L'Italicum supera la prova del 3 tra molti sì e 38 nì. Il Pd si spacca e Renzi tira dritto

02 maggio 2015, Lucia Bigozzi
L'Italicum supera la prova del 3 tra molti sì e 38 nì. Il Pd si spacca e Renzi tira dritto
L’italica settimana si apre con la tempesta e si chiude con la maretta. Renzi incassa le tre fiducie poste dal governo su altrettanti articoli della legge elettorale e va dritto al voto finale di lunedì. 

Resta l’incognita del voto segreto, se Forza Italia lo chiederà, come segnalano gli spifferi di Intelligonews. Lo stesso partito che per bocca di Mara Carfagna sta pensando di portare la legge elettorale nelle urne referendarie chiamando a raccolta gli elettori. La sintesi della settimana parlamentare sta nell’analisi del direttore di Intelligonews Fabio Torriero che si domanda: la Camera ormai come il Cnel?

PSICODRAMMA PD. Quello che molti consideravano un referendum su Renzi e il suo governo (compresa buona parte dei renziani nel gioco di numeri contro le minoranze) in realtà si è rivelato un test che ha messo in evidenza le contraddizioni interne al partito che lo stesso Renzi guida da segretario. Al punto che in Aula a Montecitorio, il voto di fiducia consegna alle cronache parlamentari (e pure all’elettorato dem) due Pd. Quello del premier-segretario-asfaltatore e quello dei resistenti-oppositori di Fassina, Bersani, Bindi e Civati. 

Le minoranze non hanno fatto muro, anzi i mattoni si sono sfaldati quando 50 dei 90 parlamentari di Area Riformista, il “correntone” che fa capo a Speranza e Bersani hanno votato sì pur turandosi il naso. In 38, invece, non hanno partecipato al voto. Ma è sulla prova muscolare di Renzi che si concentra il dibattito politico dentro e fuori il partito del premier. In casa dem, la senatrice Laura Puppato nella conversazione con Intelligonews dice che la fiducia proprio non se l’aspettava, mentre per Chiara Geloni giornalista vicina alla minoranza dem la fiducia Renzi la voleva fin dall’inizio. 

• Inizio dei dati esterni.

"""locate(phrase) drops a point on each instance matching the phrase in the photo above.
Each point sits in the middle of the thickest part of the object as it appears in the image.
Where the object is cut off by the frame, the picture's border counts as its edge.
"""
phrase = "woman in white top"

Dal Gruppo Misto Pino Pisicchio segnala che dopo l’annuncio del ministro Boschi sulla fiducia cui corrisponde un durissimo j’accuse del capogruppo di Sel Arturo Scotto con annesso lancio di crisantemi verso i banchi del governo, in Aula si è diffuso “l’horror vacui” e Massimo Corsaro (Misto) aggiunge: “Dal premier un atto di debolezza”. 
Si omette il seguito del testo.